Seriously, we all need a pity party once in awhile. The new list building activity flops, your guaranteed new client bails, or you’ve simply forgotten to take are of yourself and you’re exhausted. Admit it, you can remember a time you needed a pity party.

( I might or might not have had one today when I realized I really am stuck on crutches until I can get a physician to figure out what is up with my knee….)

 

Step 1–Plan an exit strategy.

There is nothing worse than a pity party that doesn’t end! Figure out what your transition from pity party back to life is going to be. A shower, going for a walk with the dog, going out to eat or some activity that pulls you back into the routine of life and activity.

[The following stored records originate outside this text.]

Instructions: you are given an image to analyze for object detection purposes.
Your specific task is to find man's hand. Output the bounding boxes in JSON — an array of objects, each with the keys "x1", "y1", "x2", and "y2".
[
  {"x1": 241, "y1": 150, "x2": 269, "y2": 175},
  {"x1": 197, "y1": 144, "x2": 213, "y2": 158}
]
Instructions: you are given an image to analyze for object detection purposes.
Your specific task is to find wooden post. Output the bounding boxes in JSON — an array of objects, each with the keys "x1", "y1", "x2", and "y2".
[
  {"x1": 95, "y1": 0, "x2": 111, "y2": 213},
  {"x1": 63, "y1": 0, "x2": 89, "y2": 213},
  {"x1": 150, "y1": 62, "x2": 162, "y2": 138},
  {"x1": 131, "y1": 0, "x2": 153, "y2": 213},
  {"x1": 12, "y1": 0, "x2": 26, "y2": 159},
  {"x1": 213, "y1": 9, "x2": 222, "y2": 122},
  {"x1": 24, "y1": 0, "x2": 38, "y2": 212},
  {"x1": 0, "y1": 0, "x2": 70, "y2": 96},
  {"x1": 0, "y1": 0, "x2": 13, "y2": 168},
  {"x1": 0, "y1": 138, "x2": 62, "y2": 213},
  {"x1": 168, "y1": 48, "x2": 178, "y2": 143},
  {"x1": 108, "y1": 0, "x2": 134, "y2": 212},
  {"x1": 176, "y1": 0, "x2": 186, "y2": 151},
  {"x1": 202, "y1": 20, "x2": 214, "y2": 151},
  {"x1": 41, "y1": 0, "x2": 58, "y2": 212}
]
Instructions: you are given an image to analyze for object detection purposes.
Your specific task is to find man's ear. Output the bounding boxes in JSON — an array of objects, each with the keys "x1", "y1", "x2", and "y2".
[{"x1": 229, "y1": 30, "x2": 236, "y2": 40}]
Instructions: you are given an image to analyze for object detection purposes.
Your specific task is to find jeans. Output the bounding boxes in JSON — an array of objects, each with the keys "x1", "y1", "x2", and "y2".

Step 2–Prepare for the party.

Gather some tissues, a bottle of wine (or beverage of your choice), and chocolate or favorite indulgence. Keep the lights down, and tell everyone to stay away unless specifically invited to the party.

Step 3–Settle into misery

Go over all the ways things are unfair, life sucks, and the future is horrible. Remember to exaggerate at bit or lot if you like drama. -Eat, drink, and spill on your clothes. Never mind a napkin-that’s what t shirts are for. Don NOT text anyone unless they are a very dear and supportive friend.

Step 4–Shake it off

Realize it doesn’t feel so great to be whining any more. Take some deep breaths and remind yourself tomorrow is another day. If you’re so inclined, do some grounding and send all that negative energy into the earth (Gaia is so generous at transmuting all the mucky stuff.) Clean up the remnants of the party and prepare to exit the pity party. Take a few moments for meditation and even a bit of gratitude.

Step 5–Move On

Remember you exit strategy and get moving. Notice how you feel a bit lighter and your brain is beginning to focus on solutions or the next good idea is starting to bubble up. Be careful or you might find yourself smiling or singing a light-hearted tune.

Congratulate yourself on a successful party and Rock On!!